Sprachen und Globalisierung
„Deutsch steht nicht alleine da.“

Karl-Heinz Göttert
Karl-Heinz Göttert | © Südpol-Redaktionsbüro/T. Köster

In seinem aktuellen Buch „Abschied von Mutter Sprache“ untersucht Karl-Heinz Göttert, wo sich Deutsch im Zeitalter der Globalisierung positionieren muss. Mit Goethe.de sprach der Kölner Germanist über Deutsch und die Welt, die Macht des Englischen – und das Glück reisender Mönche im Mittelalter.

Herr Göttert, in ihrem neuen Buch „Abschied von Mutter Sprache“ zitieren Sie den Fußballnationalspieler Kevin Kuranyi, dessen Kinder neben Deutsch auch mit Kroatisch, Spanisch und Russisch aufwachsen. Müssen wir uns in einer multilingualen Heimat von Deutsch als „Muttersprache“ verabschieden?

Nein. Aber Deutsch steht nicht mehr alleine da. Das müssen wir wohl endlich lernen. Es geht jetzt darum, kreativ auf diese Vielfalt zu reagieren, die uns die Globalisierung nun einmal gebracht hat. Hierzulande existieren schätzungsweise rund 130 Sprachen. Deren Sprecher werden sich schon anstrengen, Deutsch zu lernen, weil sie sonst nicht weiterkommen. Aber es wird auch wichtig sein, ihnen Brücken zu bauen.
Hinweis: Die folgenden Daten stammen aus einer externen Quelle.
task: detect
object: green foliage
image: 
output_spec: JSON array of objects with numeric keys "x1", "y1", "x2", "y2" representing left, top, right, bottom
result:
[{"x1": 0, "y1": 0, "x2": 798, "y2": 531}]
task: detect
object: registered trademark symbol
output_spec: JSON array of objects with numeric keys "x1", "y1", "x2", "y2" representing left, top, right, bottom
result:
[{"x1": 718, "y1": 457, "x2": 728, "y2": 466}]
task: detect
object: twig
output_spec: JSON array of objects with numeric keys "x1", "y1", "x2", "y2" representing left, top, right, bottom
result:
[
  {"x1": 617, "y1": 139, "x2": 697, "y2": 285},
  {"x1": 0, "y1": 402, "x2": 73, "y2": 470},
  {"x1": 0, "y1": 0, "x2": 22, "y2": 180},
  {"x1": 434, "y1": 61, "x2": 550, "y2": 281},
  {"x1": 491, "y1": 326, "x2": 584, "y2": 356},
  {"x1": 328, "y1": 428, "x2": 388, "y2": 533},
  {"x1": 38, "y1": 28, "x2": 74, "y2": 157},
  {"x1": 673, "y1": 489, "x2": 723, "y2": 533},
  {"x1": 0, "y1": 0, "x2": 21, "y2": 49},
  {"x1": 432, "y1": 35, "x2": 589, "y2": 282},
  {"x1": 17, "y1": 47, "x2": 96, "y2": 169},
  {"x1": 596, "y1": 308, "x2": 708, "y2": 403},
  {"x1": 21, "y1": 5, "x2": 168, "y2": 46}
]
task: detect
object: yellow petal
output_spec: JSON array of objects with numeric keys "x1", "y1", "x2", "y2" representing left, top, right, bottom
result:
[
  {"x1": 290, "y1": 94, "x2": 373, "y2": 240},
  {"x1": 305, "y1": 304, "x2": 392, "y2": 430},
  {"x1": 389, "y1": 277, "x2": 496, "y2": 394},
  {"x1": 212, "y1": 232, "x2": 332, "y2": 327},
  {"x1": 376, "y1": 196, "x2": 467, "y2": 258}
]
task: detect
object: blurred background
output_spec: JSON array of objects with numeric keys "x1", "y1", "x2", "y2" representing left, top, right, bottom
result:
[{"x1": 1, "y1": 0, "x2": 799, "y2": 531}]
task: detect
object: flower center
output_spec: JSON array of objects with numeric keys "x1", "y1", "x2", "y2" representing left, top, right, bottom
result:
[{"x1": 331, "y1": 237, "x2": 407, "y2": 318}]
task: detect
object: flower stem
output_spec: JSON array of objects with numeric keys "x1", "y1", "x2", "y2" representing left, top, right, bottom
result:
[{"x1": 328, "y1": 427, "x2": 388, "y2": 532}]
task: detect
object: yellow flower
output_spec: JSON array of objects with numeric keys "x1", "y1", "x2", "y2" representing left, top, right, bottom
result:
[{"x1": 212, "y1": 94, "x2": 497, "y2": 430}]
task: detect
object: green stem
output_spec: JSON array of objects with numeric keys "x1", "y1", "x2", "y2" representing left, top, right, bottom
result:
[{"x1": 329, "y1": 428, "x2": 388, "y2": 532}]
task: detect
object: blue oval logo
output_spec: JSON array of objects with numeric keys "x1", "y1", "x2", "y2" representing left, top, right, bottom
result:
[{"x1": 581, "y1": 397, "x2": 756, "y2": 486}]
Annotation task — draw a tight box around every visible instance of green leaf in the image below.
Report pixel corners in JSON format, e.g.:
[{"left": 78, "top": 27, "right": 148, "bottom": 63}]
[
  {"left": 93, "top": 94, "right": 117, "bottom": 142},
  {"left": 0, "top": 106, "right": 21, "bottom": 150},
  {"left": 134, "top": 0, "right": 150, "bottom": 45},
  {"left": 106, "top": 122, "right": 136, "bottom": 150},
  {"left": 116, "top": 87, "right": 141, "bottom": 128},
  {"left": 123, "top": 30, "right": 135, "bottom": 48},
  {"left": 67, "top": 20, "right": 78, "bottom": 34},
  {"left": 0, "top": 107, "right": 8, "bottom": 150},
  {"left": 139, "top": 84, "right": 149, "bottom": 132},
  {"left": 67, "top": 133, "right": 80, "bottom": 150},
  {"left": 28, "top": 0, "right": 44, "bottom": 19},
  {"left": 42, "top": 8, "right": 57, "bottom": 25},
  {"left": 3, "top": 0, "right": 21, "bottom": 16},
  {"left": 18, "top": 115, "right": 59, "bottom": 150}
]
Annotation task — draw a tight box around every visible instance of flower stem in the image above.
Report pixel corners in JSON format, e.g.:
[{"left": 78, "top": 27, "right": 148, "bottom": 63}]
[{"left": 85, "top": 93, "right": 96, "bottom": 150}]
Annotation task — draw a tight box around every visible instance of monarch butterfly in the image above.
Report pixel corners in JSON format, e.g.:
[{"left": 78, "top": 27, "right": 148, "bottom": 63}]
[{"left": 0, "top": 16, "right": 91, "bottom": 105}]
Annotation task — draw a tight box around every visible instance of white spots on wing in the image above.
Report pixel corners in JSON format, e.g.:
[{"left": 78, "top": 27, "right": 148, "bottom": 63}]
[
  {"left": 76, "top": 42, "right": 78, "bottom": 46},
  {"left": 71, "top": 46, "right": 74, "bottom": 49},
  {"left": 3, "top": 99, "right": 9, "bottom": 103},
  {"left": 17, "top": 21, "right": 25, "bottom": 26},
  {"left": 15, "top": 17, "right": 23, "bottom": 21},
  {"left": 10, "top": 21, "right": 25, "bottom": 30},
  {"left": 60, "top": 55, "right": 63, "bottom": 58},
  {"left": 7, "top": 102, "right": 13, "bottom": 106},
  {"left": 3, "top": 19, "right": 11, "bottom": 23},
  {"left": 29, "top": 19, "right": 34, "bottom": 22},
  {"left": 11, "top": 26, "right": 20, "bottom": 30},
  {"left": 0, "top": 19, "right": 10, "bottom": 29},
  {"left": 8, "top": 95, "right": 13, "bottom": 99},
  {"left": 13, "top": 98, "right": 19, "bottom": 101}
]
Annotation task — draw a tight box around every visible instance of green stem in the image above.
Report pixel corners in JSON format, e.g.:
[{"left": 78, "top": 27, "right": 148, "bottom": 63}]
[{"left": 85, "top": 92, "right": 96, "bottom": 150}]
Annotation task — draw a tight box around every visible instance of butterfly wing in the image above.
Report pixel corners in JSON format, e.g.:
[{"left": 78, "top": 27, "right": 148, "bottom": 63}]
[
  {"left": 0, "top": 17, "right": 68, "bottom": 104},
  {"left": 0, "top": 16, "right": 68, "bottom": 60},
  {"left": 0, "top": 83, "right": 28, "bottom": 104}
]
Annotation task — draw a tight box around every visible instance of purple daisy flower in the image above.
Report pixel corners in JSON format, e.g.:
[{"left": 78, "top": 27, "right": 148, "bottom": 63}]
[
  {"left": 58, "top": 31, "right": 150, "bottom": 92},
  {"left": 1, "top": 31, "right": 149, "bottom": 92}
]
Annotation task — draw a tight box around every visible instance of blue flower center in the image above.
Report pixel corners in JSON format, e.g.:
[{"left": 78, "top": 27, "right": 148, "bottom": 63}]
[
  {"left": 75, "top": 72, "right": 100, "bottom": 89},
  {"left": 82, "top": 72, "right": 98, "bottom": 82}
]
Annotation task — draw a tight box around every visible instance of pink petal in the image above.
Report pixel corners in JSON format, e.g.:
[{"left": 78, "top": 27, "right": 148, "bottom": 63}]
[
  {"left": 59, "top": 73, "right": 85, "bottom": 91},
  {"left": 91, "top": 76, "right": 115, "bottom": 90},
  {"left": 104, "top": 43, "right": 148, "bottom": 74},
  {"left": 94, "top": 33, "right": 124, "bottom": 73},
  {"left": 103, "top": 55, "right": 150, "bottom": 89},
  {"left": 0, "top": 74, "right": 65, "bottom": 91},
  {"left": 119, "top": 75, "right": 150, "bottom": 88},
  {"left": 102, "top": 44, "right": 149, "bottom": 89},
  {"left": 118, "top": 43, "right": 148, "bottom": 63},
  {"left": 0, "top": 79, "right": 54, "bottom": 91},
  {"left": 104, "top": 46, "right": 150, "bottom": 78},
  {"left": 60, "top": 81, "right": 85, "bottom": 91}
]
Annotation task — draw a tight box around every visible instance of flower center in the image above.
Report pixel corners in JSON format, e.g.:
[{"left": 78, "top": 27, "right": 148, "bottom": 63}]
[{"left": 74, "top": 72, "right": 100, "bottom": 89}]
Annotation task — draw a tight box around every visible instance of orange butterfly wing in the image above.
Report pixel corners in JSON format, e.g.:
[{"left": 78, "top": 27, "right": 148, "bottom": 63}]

Die These meines Buches lautet also nicht, dass wir uns von Deutsch als Muttersprache verabschieden müssen, wohl aber von Deutsch als „Mutter Sprache“: Es wäre falsch, das Deutsche mit einer Art Mystik zu versehen, die ihre Sprecher in eine besondere oder gar überlegene Position versetzt.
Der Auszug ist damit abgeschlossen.